Oregon Brewing History

Stan posed a question in comments to my Schwag post that has sent me down a couple dead ends: "Do you know what styles were being produced in Oregon in 1890?" This turns out to be more difficult that it appears. It seems that history doesn't capture beer so much as breweries. This is a bit of a long shot, but does anyone have any idea how you'd go about finding this information? I'd be much obliged if someone had some resources.

2 comments:

Red Diamond said...

I read a book about a year ago called Brewed in the Pacific Northwest: A History of Beer-Making in Oregon and Washington, by Gary and Gloria Meier. It's a good read if you're a NW beer geek and history buff, and I believe it's available at Powell's and Amazon. It's also quite meticulous and a bit redundant. It can easily be summarized with a simple distilled fact: nearly all beers brewed in the Pac NW in the late 19th century up until prohibition were pale, Bavarian-style lagers not unlike those that revived after prohibition. Think: Rainier, Oly, HW. This follows from the amazingly consistent truism that virtually all late 19th century brewers in our region and beyond were German immigrants or first generation German-Americans. There were very few exceptions to this rule, but one that comes to mind was an Irish-American woman in Astoria who brewed ales. Another trend that emerges is that a lot of these small breweries perished in fires.

Hope this is helpful.

RED

Stan Hieronymus said...

This may seem a little curious, but I ask a question in a comment, you make it a post and then I provide something of an answer in another comment.

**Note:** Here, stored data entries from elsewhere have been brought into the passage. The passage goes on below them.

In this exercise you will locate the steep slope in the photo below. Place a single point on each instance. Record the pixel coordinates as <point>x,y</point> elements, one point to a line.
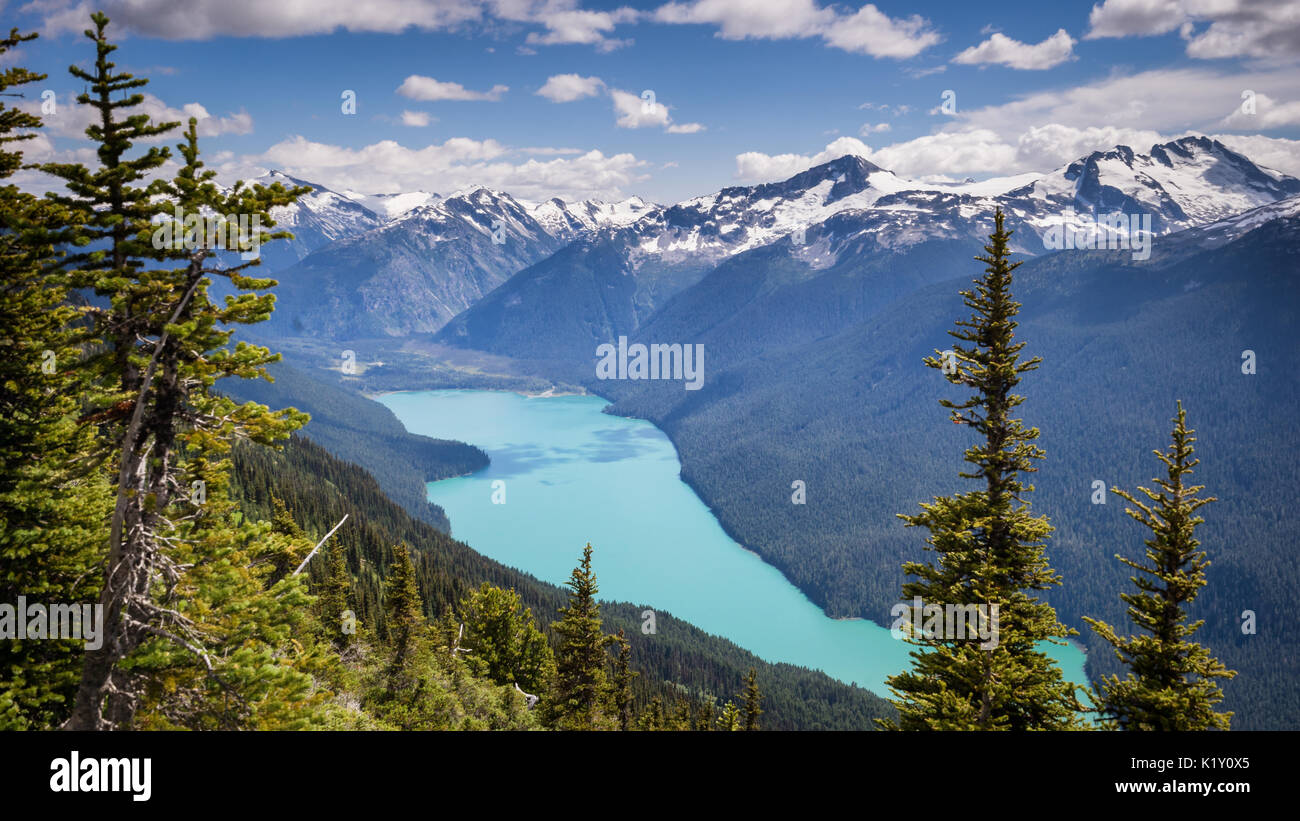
<point>679,660</point>
<point>414,273</point>
<point>856,417</point>
<point>316,220</point>
<point>365,433</point>
<point>827,248</point>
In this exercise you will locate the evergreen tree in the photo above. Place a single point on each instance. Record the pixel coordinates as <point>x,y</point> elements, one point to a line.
<point>163,344</point>
<point>623,676</point>
<point>503,641</point>
<point>336,600</point>
<point>731,719</point>
<point>753,699</point>
<point>653,716</point>
<point>989,544</point>
<point>51,503</point>
<point>404,616</point>
<point>580,681</point>
<point>1170,682</point>
<point>705,717</point>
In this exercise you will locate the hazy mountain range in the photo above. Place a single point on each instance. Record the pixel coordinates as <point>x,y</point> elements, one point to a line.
<point>815,299</point>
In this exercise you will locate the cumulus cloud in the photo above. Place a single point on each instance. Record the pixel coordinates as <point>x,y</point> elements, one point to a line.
<point>1213,29</point>
<point>646,112</point>
<point>1002,50</point>
<point>869,30</point>
<point>459,163</point>
<point>429,90</point>
<point>70,118</point>
<point>562,21</point>
<point>580,26</point>
<point>1166,100</point>
<point>568,87</point>
<point>416,120</point>
<point>1260,111</point>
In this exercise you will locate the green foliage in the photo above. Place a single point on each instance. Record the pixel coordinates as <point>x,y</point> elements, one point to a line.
<point>502,641</point>
<point>1170,682</point>
<point>580,700</point>
<point>52,502</point>
<point>988,543</point>
<point>753,700</point>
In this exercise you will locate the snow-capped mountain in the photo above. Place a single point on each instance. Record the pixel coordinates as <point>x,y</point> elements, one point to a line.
<point>316,220</point>
<point>1179,185</point>
<point>835,242</point>
<point>415,272</point>
<point>393,205</point>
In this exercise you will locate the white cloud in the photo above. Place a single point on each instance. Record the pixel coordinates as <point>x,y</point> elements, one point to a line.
<point>1268,114</point>
<point>416,120</point>
<point>202,20</point>
<point>563,21</point>
<point>869,30</point>
<point>568,87</point>
<point>429,90</point>
<point>1118,18</point>
<point>1002,50</point>
<point>739,20</point>
<point>459,163</point>
<point>1281,155</point>
<point>1235,27</point>
<point>1165,100</point>
<point>636,112</point>
<point>580,26</point>
<point>70,118</point>
<point>757,166</point>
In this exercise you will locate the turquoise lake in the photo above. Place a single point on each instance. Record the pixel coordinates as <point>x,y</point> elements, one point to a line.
<point>573,474</point>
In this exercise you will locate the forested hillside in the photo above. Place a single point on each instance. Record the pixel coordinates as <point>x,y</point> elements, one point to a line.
<point>854,417</point>
<point>676,661</point>
<point>365,433</point>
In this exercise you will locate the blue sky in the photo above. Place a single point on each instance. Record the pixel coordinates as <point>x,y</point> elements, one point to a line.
<point>744,90</point>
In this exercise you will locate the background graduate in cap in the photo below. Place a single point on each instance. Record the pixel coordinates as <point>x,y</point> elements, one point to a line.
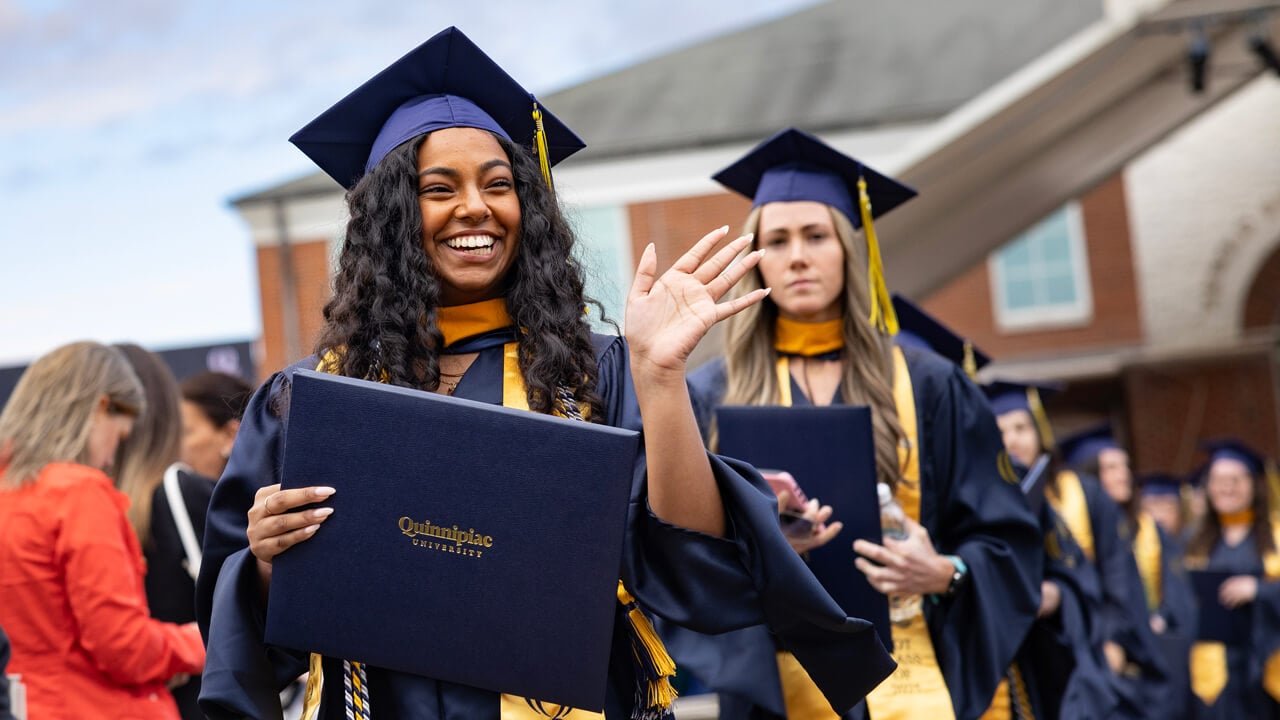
<point>1138,665</point>
<point>1161,495</point>
<point>457,276</point>
<point>1238,537</point>
<point>1059,670</point>
<point>1159,560</point>
<point>824,336</point>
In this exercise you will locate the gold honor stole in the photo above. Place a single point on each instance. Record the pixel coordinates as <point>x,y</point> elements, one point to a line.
<point>512,707</point>
<point>1208,659</point>
<point>1147,552</point>
<point>917,688</point>
<point>1070,504</point>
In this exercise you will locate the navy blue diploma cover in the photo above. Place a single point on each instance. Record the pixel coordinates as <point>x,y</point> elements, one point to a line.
<point>830,452</point>
<point>1217,623</point>
<point>1033,483</point>
<point>469,542</point>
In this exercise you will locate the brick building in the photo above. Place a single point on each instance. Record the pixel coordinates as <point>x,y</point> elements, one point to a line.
<point>1083,215</point>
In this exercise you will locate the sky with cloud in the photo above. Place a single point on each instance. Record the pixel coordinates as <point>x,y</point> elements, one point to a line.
<point>127,126</point>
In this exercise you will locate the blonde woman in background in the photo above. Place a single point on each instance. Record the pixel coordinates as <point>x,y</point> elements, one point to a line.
<point>824,336</point>
<point>71,566</point>
<point>168,505</point>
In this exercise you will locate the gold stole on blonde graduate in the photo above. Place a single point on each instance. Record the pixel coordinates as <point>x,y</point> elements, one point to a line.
<point>917,688</point>
<point>1208,659</point>
<point>513,707</point>
<point>1070,504</point>
<point>1147,554</point>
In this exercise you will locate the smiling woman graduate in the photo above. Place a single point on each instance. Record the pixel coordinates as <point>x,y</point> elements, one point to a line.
<point>826,336</point>
<point>457,276</point>
<point>1238,538</point>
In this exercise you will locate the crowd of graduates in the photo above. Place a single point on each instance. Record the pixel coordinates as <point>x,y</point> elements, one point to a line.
<point>1028,577</point>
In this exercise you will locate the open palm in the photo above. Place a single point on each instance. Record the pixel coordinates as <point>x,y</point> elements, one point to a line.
<point>668,315</point>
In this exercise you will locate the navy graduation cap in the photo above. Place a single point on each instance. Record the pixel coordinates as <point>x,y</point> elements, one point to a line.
<point>1232,449</point>
<point>794,165</point>
<point>442,83</point>
<point>1006,396</point>
<point>1160,483</point>
<point>1086,445</point>
<point>917,328</point>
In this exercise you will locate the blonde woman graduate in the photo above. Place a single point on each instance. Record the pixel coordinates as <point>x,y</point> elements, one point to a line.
<point>1239,541</point>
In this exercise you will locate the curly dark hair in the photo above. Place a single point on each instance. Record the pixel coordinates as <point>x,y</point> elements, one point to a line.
<point>382,317</point>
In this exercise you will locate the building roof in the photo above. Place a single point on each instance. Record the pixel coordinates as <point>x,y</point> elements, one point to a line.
<point>836,65</point>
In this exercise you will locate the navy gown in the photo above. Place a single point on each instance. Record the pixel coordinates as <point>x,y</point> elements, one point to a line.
<point>968,511</point>
<point>684,577</point>
<point>1243,697</point>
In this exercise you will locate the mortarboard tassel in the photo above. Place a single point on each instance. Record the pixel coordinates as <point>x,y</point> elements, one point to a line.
<point>1272,475</point>
<point>970,361</point>
<point>882,306</point>
<point>544,156</point>
<point>654,666</point>
<point>1041,418</point>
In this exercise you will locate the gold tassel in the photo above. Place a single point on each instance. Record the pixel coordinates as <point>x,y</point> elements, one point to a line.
<point>970,361</point>
<point>1272,474</point>
<point>653,662</point>
<point>882,305</point>
<point>544,158</point>
<point>1041,418</point>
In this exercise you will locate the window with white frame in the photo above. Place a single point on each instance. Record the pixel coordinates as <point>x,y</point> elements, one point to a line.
<point>1041,278</point>
<point>604,250</point>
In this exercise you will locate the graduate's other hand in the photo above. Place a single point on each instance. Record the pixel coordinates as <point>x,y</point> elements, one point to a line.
<point>1240,589</point>
<point>807,529</point>
<point>905,566</point>
<point>1115,655</point>
<point>1159,624</point>
<point>1051,598</point>
<point>667,315</point>
<point>273,528</point>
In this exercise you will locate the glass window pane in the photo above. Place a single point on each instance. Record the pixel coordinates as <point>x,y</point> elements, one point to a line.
<point>1060,290</point>
<point>1019,294</point>
<point>603,250</point>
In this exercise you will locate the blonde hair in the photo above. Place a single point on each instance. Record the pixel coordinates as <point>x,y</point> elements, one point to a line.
<point>155,442</point>
<point>50,413</point>
<point>868,361</point>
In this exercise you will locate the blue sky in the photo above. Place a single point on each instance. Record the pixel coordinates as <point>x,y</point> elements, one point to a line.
<point>126,126</point>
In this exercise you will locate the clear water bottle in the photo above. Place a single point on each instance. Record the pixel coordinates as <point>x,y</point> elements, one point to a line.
<point>901,607</point>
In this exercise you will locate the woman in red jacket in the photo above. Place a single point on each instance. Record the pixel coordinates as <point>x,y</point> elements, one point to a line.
<point>71,570</point>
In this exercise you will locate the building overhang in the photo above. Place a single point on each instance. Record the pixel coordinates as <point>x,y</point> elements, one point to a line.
<point>1059,127</point>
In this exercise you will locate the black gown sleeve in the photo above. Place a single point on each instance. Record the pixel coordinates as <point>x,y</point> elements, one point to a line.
<point>748,578</point>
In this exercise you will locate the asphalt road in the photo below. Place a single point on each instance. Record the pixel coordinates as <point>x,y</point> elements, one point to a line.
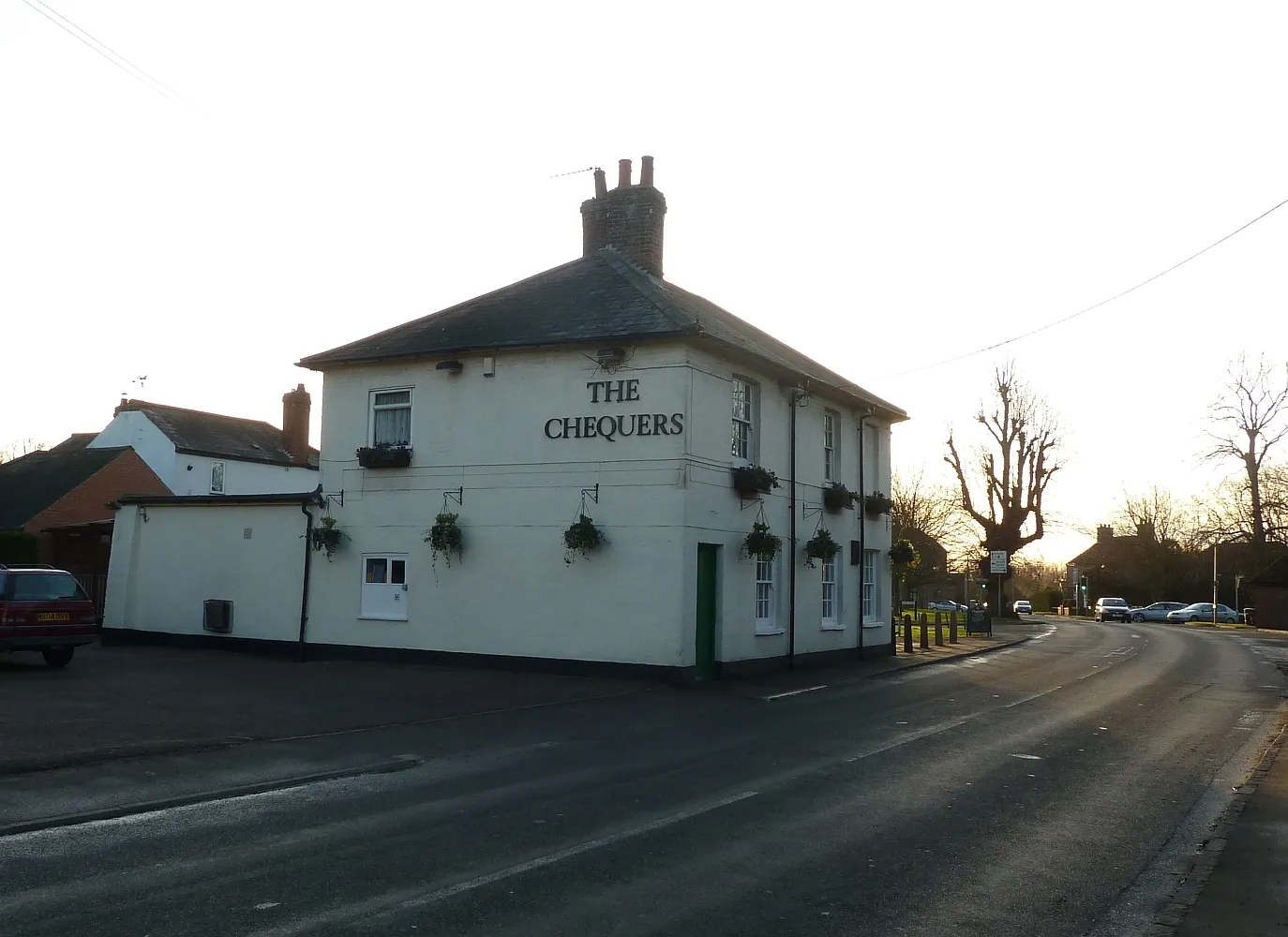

100 Years of Brewing, 1903, does provide some hints.

It lists 3 breweries that opened between 1862 and 1875 and still in operation in 1903. They produced: lager, beer & porter, lager.

It lists 9 between 1876 and 1902. They produced porter & lager, lager (previously steam), not noted, lager, lager, not noted, lager, not noted, beer & porter.

As to the meaning of lager, I don't know. Remember that the first German brewers were brewing traditional German lagers (doh!). It was in the 1870s that a lighter Bohemian style became vogue. In this case brewed with 6-row malt and adjuncts.

Now I have to go read Pacific Northwest etc., which has been languishing on a shelf.